I'm working with a large dataset (~1500 rows), and when I built the dataset, I didn't think ahead about separating my identifiers, so they're lumped into one long string.
The identifying string is in a column labeled "Polygon_Name". I'd like to keep this column, and split the string values in this column into 3 additional columns.
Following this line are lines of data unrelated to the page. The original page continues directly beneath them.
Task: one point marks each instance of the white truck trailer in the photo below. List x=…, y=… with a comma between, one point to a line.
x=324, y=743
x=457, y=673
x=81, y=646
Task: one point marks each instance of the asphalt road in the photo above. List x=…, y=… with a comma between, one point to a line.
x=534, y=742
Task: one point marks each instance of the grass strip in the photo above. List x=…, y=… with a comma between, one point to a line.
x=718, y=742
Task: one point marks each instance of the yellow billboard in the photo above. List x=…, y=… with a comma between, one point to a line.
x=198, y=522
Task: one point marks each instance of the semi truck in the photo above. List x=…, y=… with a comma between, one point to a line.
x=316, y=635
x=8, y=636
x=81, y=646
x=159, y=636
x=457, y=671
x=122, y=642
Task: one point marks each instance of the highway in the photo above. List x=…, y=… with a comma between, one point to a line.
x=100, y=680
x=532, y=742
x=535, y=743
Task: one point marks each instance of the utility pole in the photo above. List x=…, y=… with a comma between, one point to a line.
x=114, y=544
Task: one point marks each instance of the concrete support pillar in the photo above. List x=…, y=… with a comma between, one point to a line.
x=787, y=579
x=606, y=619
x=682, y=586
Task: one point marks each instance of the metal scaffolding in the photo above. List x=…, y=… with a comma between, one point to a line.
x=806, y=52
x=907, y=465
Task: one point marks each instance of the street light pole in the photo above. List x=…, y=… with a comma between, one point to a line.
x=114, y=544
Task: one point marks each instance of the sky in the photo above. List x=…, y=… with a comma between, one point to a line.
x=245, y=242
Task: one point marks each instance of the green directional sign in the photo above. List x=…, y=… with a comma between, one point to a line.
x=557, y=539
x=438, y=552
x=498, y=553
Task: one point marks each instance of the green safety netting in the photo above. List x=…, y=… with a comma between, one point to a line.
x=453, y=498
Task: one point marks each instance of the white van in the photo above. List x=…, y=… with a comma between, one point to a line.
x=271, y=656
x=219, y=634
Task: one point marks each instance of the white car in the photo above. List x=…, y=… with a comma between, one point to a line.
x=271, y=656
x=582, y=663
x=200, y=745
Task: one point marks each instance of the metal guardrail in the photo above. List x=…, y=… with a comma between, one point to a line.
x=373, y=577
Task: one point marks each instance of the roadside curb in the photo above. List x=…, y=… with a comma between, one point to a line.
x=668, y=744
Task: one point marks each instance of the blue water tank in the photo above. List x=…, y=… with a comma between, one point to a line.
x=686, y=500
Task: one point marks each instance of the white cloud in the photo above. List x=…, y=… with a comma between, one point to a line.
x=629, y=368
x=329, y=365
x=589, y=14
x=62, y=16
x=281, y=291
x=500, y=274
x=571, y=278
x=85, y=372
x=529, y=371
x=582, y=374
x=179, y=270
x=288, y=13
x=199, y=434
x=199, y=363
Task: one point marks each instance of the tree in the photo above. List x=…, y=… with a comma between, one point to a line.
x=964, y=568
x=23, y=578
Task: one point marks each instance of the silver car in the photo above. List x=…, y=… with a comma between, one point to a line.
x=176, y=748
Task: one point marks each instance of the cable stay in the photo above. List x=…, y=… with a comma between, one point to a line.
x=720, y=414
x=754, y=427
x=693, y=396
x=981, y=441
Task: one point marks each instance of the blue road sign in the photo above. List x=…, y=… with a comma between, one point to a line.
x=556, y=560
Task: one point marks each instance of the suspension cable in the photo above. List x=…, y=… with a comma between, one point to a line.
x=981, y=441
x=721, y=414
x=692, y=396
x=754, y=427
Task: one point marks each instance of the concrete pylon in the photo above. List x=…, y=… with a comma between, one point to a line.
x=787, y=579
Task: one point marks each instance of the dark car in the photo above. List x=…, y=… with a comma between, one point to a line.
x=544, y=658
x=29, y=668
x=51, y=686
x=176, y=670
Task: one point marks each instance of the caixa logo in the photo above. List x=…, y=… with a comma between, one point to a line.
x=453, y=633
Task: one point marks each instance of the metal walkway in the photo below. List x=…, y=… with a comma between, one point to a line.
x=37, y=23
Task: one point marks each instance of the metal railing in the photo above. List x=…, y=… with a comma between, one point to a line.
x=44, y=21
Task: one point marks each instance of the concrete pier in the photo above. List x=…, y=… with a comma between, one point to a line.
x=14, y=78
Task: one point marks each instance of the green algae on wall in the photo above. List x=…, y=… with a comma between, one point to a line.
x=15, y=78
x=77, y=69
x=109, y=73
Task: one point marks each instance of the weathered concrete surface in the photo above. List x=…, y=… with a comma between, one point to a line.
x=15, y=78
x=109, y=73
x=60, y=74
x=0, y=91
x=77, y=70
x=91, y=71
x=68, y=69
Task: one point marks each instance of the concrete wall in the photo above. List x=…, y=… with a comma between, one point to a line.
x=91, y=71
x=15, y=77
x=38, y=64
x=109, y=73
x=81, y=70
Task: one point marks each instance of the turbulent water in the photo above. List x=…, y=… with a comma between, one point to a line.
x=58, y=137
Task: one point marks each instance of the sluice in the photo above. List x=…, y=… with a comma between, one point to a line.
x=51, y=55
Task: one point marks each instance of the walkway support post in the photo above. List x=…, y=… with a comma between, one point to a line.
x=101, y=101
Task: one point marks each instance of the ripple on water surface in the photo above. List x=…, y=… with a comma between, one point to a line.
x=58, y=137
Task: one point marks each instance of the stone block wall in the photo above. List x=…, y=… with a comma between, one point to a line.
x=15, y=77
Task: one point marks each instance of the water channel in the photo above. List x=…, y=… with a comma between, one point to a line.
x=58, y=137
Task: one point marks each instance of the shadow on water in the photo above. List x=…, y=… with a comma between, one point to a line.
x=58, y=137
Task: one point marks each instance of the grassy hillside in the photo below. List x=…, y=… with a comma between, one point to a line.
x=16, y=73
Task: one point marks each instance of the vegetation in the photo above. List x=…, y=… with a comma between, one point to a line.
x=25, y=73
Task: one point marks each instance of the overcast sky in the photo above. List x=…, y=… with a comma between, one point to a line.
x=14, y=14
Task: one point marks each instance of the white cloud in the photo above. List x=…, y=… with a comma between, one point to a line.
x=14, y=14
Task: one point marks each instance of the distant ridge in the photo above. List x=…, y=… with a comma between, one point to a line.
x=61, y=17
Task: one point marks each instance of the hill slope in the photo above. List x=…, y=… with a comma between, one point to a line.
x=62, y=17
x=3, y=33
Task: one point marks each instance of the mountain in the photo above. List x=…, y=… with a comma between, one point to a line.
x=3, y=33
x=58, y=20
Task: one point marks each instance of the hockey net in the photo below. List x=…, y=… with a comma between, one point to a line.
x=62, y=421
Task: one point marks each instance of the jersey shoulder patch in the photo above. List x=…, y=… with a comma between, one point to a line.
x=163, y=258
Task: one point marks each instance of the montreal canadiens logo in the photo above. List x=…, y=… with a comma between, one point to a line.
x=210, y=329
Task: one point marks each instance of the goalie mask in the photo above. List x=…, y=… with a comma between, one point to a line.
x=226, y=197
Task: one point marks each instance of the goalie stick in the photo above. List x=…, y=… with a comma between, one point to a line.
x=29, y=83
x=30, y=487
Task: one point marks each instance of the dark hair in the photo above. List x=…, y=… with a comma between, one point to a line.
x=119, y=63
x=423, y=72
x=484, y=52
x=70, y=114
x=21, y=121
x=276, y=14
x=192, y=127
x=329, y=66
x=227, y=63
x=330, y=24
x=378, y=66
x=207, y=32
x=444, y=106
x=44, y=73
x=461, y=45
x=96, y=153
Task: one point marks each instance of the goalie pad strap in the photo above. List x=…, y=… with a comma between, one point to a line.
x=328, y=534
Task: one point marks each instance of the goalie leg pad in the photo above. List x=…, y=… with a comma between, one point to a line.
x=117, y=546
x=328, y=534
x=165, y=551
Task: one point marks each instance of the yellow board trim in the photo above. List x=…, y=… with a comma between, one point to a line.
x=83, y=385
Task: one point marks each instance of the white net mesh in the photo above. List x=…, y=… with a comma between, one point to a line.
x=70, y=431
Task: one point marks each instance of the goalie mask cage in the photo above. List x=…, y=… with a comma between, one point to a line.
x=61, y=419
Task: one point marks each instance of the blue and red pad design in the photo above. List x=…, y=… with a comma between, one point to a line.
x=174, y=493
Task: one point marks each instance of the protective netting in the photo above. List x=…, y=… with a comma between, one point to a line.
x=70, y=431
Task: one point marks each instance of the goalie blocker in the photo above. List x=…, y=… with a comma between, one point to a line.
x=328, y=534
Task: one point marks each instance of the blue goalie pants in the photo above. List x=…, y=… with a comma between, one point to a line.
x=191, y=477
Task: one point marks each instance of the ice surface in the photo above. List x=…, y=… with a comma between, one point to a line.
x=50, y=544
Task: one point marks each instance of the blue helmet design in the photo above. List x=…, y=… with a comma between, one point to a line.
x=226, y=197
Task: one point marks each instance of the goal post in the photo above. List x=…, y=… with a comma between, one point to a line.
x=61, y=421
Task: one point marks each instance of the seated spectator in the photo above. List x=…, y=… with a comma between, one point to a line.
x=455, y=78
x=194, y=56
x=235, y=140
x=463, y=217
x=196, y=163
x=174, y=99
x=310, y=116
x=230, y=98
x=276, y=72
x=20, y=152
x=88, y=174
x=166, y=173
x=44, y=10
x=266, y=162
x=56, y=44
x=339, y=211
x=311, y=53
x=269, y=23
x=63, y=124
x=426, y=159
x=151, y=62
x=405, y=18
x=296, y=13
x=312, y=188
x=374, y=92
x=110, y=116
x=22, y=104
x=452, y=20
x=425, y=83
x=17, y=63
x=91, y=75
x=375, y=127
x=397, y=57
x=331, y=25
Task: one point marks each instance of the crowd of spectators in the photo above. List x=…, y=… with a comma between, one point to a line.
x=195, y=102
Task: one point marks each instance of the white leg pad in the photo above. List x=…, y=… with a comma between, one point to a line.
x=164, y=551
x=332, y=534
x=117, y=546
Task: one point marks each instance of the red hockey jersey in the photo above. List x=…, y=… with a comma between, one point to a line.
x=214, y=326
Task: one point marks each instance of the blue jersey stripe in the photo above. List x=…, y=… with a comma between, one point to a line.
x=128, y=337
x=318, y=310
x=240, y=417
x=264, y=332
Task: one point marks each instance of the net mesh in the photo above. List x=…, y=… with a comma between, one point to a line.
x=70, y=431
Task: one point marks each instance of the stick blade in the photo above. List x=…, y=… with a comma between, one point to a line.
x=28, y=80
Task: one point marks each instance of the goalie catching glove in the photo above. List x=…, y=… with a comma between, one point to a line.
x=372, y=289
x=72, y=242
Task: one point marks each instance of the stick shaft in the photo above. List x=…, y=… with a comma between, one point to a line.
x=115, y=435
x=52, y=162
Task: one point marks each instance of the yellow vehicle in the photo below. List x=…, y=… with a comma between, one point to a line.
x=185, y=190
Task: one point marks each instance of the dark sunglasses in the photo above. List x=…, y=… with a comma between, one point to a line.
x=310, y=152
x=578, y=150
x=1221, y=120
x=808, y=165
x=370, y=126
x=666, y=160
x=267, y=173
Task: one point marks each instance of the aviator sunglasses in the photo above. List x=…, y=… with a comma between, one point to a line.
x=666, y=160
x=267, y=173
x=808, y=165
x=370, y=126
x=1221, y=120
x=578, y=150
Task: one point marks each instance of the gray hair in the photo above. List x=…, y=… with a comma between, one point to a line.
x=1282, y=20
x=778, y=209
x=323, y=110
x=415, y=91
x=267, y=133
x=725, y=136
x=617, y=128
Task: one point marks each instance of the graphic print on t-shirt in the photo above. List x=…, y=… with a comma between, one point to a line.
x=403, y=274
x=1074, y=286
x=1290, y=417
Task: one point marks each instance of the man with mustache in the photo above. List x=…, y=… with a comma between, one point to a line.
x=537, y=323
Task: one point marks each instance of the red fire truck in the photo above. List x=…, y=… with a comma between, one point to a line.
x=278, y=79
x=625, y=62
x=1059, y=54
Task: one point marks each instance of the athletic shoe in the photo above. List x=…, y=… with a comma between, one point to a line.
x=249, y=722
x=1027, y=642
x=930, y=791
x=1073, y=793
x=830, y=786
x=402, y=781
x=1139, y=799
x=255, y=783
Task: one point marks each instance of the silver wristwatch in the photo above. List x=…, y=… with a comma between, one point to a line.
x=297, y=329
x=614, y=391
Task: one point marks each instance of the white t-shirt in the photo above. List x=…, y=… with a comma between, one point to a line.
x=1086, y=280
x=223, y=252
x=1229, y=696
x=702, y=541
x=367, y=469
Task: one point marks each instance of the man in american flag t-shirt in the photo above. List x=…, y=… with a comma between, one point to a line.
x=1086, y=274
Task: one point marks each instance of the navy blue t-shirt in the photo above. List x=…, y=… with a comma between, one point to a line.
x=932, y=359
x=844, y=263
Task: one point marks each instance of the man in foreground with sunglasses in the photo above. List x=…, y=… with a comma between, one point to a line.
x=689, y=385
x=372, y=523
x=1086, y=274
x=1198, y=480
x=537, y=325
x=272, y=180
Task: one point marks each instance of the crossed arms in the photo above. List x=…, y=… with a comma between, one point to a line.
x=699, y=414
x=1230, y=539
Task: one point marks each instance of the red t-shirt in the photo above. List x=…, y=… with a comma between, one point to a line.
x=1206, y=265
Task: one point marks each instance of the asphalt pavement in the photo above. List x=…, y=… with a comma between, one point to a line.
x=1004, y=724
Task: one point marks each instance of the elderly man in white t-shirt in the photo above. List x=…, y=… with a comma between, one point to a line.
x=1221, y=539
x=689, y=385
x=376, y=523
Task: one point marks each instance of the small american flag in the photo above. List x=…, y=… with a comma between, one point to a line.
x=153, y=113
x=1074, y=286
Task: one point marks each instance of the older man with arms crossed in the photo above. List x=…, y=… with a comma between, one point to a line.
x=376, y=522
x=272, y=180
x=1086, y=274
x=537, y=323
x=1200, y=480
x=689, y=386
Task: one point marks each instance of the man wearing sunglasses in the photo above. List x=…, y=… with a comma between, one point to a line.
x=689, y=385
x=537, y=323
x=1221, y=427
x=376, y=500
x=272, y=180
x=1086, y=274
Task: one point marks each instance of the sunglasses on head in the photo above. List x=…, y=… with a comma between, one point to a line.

So for example, if any "Polygon_Name" cell has a number embedded in it, such as Canker14B, I'd like to end up with the following columns: (1) the original Polygon_Name, (2) all text before the number, (3) the number, (4) all text after the number.
Small subset of my data:
df <- structure(list(Bolt_ID = structure(c(1L, 1L, 1L, 1L, 1L, 1L,
1L, 1L, 1L, 1L), .Label = "N1T.3.4.15.0.C", class = "factor"),
Polygon_Name = structure(c(10L, 1L, 9L, 6L, 3L, 7L, 2L, 8L,
4L, 5L), .Label = c("C", "Canker15B", "Canker15Left", "Canker15Right",
"Canker16", "Canker17", "CankS15B", "CankS16", "CankS17",
"S"), class = "factor"), Measure = c(19.342, 25.962, 0.408,
0.008, 0.074, 0.41, 0.011, 0.251, 0.056, 0.034)), .Names = c("Bolt_ID",
"Polygon_Name", "Measure"), row.names = c(1L, 2L, 4L, 5L, 6L,
7L, 8L, 9L, 10L, 11L), class = "data.frame")
Current output:
Ultimate output (I built this manually):
I've figured out how to extract the number with the following code:
library(stringr)
regexp <- "[[:digit:]]+"
df$Poly_Num <- str_extract(df$Polygon_Name, regexp)
But I'm still struggling to pull out the text before and after the number. Any thoughts would be appreciated.